The second priority was the application of the principles, and we see this in the Motu Proprio Summorum Pontificum of the same year—along with Anglicanorum Coetibus (2009), both exceptional exercises of papal jurisdiction in modern times. Summorum Pontificum is another lesson in liturgical history, in the nature of Catholic Tradition and in ecclesiology. The Supreme Pontiff ruled that it was impossible to forbid the older rites of the Roman use not because of his own preference, but because of the nature of the Church, of the Sacred Liturgy and of Tradition.
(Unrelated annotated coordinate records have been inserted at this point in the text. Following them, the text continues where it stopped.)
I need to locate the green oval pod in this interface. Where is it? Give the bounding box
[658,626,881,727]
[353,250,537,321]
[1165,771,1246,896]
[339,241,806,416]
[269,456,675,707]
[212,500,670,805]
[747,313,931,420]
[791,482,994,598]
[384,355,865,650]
This, as history shall record once the petty partisans have passed, is an assertion of reality and of truth, not of a political preference or ideology. Those who treat it as the latter simply make fools of themselves.
So too, Summorum Pontificum was a wise recognition of “what the spirit is saying to the churches” (Rev. 3:22). Pope Benedict could see clearly that many, including large numbers of the young, were experiencing in the older rites of the Church that full, conscious and real participation in the liturgical rites for which the Second Vatican Council called (cf. Sacrosanctum Concilium, 14). Whilst this was utterly unexpected (everyone assumed that the ritual reforms were essential to the participation desired by the Council), it was and is a living, fruitful reality on the Church of the twenty-first century: one which must be not only acknowledged, but one which, for the good of the Church and the salvation of souls, must live and grow unfettered by the numerous potentates whose ecclesiastical careers more than incarnate the boast of Gilbert and Sullivan’s infamously ‘successful’ Modern Major-General: “And I never thought of thinking for myself at all”!
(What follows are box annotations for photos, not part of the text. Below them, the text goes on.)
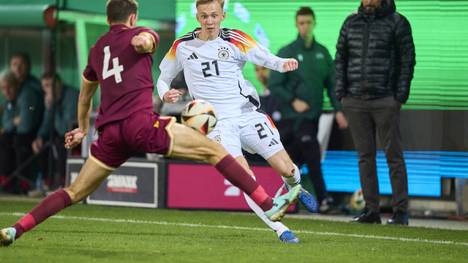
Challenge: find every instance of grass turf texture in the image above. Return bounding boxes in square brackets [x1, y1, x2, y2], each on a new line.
[0, 201, 468, 263]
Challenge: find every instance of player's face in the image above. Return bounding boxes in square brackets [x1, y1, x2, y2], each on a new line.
[362, 0, 382, 12]
[296, 15, 315, 38]
[197, 1, 224, 39]
[0, 80, 16, 101]
[10, 57, 28, 79]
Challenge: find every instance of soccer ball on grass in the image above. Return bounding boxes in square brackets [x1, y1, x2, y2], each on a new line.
[181, 100, 217, 135]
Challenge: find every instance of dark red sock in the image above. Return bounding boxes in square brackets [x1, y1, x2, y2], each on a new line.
[13, 189, 72, 238]
[215, 155, 273, 211]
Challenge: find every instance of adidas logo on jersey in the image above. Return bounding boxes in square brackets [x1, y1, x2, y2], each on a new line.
[187, 52, 198, 60]
[268, 138, 279, 147]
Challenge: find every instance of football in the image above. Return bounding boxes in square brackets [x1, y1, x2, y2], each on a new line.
[349, 189, 366, 211]
[181, 100, 217, 135]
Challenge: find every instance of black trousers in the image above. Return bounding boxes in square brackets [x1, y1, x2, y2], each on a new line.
[342, 97, 408, 212]
[278, 119, 327, 203]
Joseph Ratzinger/Pope Benedict did think for himself, just as he prayed fervently and loved deeply. That is why he did not fit (or fall) into a box. We who may be tempted to take refuge in one need to learn from his wisdom and from his courage. There is good and bad within and without the demarcations we ourselves lay down. What we must acquire—and please God may Benedict XVI soon be able to intercede for us in so doing—is the ability step out of our boxes, be they made of cardboard, glass, crystal or stone, and to recognise, value and contribute to all that is true, beautiful and good (and clearly to recognise what is not) in the rapidly changing circumstances of the Church and the world at the beginning of the twenty-first century.